Le labyrinthe vers la liberté, Delia Sherman, éd. Helium
Louisianne, les années 60, Sophie a 13 ans et ne ressemble en rien à la jeune fille "bien comme il faut" que ça mère souhaiterait avoir. Cette année, elle passe ses vacances à Oak Cottage, la vieille plantation familiale maintenue dans une chape de plomb archaïque par sa grand-mère nostalgique où la jeune fille se sent mal à l'aise. Alors qu'elle trompe son ennui dans le vieux labyrinthe, une voix s'élève. Il s'agit d'une créature magique et pas très maligne qui envoie Sophie vivre une grande aventure mais pas celle que Sophie aurait pu espérer. La voilà revenue à Oak Cottage en 1860, à l'aube de la guerre de Sécession mais son hâle naturel et nez "Fairchild" lui valent la place de "mulatresse". Elle se retrouve donc esclave dédaignée de ses ancêtres blancs et enviée et moquée par les autres esclaves. A nouveau, Sophie n'a de place nulle part pourtant son attitude et son mutisme posent question et ne laissent personne indifférent à la plantation, ni d'ailleurs à la lecture. Elle vivra alors une aventure humaine sans précédent.

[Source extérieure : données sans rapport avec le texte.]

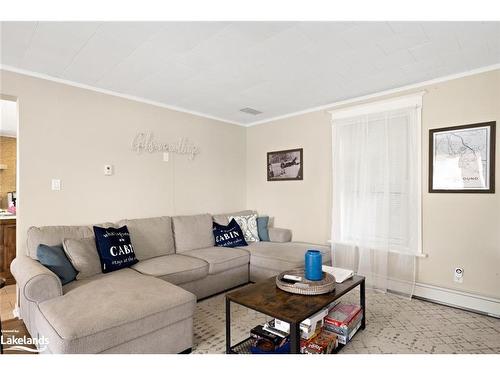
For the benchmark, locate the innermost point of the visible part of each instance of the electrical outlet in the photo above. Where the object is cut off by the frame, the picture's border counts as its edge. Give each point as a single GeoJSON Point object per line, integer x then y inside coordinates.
{"type": "Point", "coordinates": [458, 275]}
{"type": "Point", "coordinates": [56, 184]}
{"type": "Point", "coordinates": [108, 170]}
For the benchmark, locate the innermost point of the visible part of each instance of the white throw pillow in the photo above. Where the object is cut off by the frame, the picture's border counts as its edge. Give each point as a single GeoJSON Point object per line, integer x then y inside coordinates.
{"type": "Point", "coordinates": [248, 225]}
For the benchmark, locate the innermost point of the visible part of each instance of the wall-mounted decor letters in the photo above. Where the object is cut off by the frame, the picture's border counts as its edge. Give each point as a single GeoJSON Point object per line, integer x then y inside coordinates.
{"type": "Point", "coordinates": [144, 142]}
{"type": "Point", "coordinates": [285, 165]}
{"type": "Point", "coordinates": [462, 159]}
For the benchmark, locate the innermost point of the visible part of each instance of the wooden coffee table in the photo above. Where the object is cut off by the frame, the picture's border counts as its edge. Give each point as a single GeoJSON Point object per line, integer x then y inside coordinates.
{"type": "Point", "coordinates": [268, 299]}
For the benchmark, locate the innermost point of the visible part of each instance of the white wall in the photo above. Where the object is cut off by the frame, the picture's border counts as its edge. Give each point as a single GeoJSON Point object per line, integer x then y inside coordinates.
{"type": "Point", "coordinates": [71, 133]}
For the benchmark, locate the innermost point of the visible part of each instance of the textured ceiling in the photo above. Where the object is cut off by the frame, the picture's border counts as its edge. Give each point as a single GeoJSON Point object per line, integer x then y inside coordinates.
{"type": "Point", "coordinates": [217, 68]}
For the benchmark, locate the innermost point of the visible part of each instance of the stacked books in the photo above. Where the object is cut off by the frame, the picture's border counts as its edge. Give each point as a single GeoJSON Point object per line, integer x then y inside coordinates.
{"type": "Point", "coordinates": [321, 342]}
{"type": "Point", "coordinates": [308, 327]}
{"type": "Point", "coordinates": [344, 320]}
{"type": "Point", "coordinates": [324, 342]}
{"type": "Point", "coordinates": [266, 342]}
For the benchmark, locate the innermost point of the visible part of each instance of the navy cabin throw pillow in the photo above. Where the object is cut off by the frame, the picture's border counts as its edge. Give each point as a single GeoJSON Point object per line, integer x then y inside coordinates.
{"type": "Point", "coordinates": [262, 228]}
{"type": "Point", "coordinates": [229, 235]}
{"type": "Point", "coordinates": [115, 248]}
{"type": "Point", "coordinates": [54, 258]}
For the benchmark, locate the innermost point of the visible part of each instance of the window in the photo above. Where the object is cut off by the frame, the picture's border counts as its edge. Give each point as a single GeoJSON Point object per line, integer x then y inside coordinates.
{"type": "Point", "coordinates": [377, 175]}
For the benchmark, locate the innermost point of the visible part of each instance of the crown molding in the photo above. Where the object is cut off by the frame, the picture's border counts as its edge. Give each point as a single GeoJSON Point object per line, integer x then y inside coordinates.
{"type": "Point", "coordinates": [413, 86]}
{"type": "Point", "coordinates": [113, 93]}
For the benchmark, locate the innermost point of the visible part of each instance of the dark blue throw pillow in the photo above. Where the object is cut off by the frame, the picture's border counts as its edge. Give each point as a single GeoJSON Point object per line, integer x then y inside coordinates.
{"type": "Point", "coordinates": [55, 259]}
{"type": "Point", "coordinates": [262, 230]}
{"type": "Point", "coordinates": [114, 248]}
{"type": "Point", "coordinates": [229, 235]}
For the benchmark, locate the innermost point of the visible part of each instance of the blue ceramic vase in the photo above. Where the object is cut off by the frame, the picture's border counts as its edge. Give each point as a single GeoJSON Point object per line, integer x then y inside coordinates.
{"type": "Point", "coordinates": [313, 263]}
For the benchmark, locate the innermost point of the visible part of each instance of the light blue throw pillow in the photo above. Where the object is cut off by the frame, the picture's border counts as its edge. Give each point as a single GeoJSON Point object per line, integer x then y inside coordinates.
{"type": "Point", "coordinates": [54, 258]}
{"type": "Point", "coordinates": [262, 223]}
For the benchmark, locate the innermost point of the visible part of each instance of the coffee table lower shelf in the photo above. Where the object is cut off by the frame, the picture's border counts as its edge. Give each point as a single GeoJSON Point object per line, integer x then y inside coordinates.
{"type": "Point", "coordinates": [243, 347]}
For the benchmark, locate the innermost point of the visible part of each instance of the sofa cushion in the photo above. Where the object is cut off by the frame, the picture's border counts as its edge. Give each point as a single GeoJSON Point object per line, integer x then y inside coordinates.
{"type": "Point", "coordinates": [221, 259]}
{"type": "Point", "coordinates": [110, 309]}
{"type": "Point", "coordinates": [192, 232]}
{"type": "Point", "coordinates": [282, 256]}
{"type": "Point", "coordinates": [174, 268]}
{"type": "Point", "coordinates": [83, 255]}
{"type": "Point", "coordinates": [54, 235]}
{"type": "Point", "coordinates": [151, 237]}
{"type": "Point", "coordinates": [223, 219]}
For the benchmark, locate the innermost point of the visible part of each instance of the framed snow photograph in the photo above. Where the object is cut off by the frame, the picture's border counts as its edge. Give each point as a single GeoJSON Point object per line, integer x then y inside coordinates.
{"type": "Point", "coordinates": [285, 165]}
{"type": "Point", "coordinates": [462, 159]}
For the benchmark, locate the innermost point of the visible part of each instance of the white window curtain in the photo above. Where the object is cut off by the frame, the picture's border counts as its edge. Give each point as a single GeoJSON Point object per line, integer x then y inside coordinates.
{"type": "Point", "coordinates": [376, 211]}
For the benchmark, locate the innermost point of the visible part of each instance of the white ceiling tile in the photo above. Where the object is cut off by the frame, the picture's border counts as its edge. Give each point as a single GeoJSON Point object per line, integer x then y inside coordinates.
{"type": "Point", "coordinates": [15, 38]}
{"type": "Point", "coordinates": [366, 33]}
{"type": "Point", "coordinates": [394, 60]}
{"type": "Point", "coordinates": [438, 46]}
{"type": "Point", "coordinates": [112, 43]}
{"type": "Point", "coordinates": [407, 34]}
{"type": "Point", "coordinates": [276, 67]}
{"type": "Point", "coordinates": [55, 44]}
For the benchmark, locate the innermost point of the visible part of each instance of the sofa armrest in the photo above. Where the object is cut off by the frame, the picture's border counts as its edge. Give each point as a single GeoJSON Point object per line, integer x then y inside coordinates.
{"type": "Point", "coordinates": [280, 235]}
{"type": "Point", "coordinates": [36, 282]}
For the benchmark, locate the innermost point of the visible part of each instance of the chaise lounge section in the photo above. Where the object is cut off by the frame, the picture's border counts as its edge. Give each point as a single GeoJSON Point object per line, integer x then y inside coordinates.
{"type": "Point", "coordinates": [149, 307]}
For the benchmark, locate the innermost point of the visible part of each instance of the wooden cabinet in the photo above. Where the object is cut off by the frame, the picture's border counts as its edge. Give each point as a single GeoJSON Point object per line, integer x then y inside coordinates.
{"type": "Point", "coordinates": [7, 248]}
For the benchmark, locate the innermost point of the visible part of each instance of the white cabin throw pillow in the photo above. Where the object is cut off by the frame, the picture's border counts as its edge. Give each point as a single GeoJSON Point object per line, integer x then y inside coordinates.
{"type": "Point", "coordinates": [248, 225]}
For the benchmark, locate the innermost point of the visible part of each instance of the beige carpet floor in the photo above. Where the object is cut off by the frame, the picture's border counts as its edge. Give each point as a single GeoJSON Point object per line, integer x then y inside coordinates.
{"type": "Point", "coordinates": [394, 325]}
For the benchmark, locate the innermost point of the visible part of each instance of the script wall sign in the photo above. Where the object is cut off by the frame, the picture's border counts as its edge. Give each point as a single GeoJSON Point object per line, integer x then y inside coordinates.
{"type": "Point", "coordinates": [144, 142]}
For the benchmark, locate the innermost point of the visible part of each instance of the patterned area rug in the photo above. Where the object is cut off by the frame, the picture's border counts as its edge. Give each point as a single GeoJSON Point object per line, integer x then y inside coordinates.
{"type": "Point", "coordinates": [394, 325]}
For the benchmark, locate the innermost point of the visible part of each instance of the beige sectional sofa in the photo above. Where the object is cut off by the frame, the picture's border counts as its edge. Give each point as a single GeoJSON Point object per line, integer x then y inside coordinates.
{"type": "Point", "coordinates": [149, 307]}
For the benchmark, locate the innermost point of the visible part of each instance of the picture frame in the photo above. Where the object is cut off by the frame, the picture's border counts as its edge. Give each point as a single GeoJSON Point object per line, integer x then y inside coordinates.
{"type": "Point", "coordinates": [462, 159]}
{"type": "Point", "coordinates": [285, 165]}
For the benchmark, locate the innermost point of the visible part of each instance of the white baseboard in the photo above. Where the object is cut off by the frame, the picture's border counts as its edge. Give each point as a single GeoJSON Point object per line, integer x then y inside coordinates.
{"type": "Point", "coordinates": [455, 298]}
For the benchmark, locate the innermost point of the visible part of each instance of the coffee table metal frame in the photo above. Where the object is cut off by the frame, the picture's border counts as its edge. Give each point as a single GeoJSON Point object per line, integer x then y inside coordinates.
{"type": "Point", "coordinates": [294, 320]}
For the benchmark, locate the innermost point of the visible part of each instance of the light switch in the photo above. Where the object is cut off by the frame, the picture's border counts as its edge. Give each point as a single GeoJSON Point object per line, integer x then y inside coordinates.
{"type": "Point", "coordinates": [56, 184]}
{"type": "Point", "coordinates": [108, 170]}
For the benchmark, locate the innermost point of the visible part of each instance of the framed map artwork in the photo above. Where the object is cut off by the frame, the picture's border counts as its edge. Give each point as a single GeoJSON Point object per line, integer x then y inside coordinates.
{"type": "Point", "coordinates": [462, 159]}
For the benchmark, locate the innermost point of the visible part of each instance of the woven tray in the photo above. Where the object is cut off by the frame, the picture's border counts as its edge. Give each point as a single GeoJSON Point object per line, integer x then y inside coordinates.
{"type": "Point", "coordinates": [326, 285]}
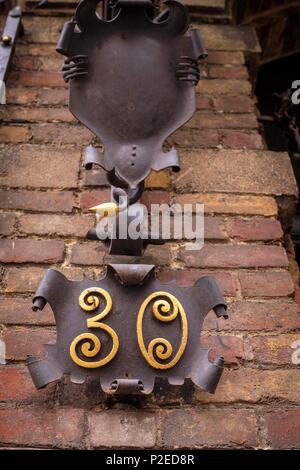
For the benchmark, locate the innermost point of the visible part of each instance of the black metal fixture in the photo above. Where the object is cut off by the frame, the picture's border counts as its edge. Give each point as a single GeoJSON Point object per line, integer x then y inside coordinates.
{"type": "Point", "coordinates": [132, 76]}
{"type": "Point", "coordinates": [11, 31]}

Avec quelques références à Autant en emporte le vent (mais comment l'éviter?), le roman bouscule en douceur nos repères et nos acquis. Que faire? Que dire? Comment accepter l'injustice? Quelle valeur peuvent bien avoir nos codes sociaux? C'est à partir de l'esclavage que l'héroïne interroge la ségrégation et affirme la richesse de la multiculturalité et de l'échange. Le roman dépeint une réalité dure mais avec des personnages tellement riches et nuancés qu'on se laisse aussi attendrir par le rythme et les paysages du Sud. Une lecture dont on ne peut que sortir grandi!
Love letters to the dead, Dellaira A. (Michel Lafon)
Laurel a quinze ans, elle rentre au lycée et sa première rédaction l'oblige à écrire à un personnage disparu. Elle choisit Kurt Cobain, icone grunge, car May l'adorait, car, comme cette grande soeur adorée, il est mort jeune. Laurel ne rendra jamais cette lettre mais en écrira d'autres tout au long de l'année à Kurt mais aussi à Janis Joplin, à Amy Winehouse, à River Phoenix, à Judy Garland...
Dans ce roman épistolaire d'un nouveau genre, l'on découvre les peines des amours contrariées, l'angoisse d'un avenir incertain et la difficulté de s'exprimer. Les icones anglosaxonnes sont autant d'échos au mal-être mais aussi aux espoirs de la jeune fille, autant de destins brisés qui peuvent comprendre que la vie de May n'était pas aussi féerique qu'elle le faisait croire, autant d'amis qui l'aident à avancer et s'ouvrir aux autres.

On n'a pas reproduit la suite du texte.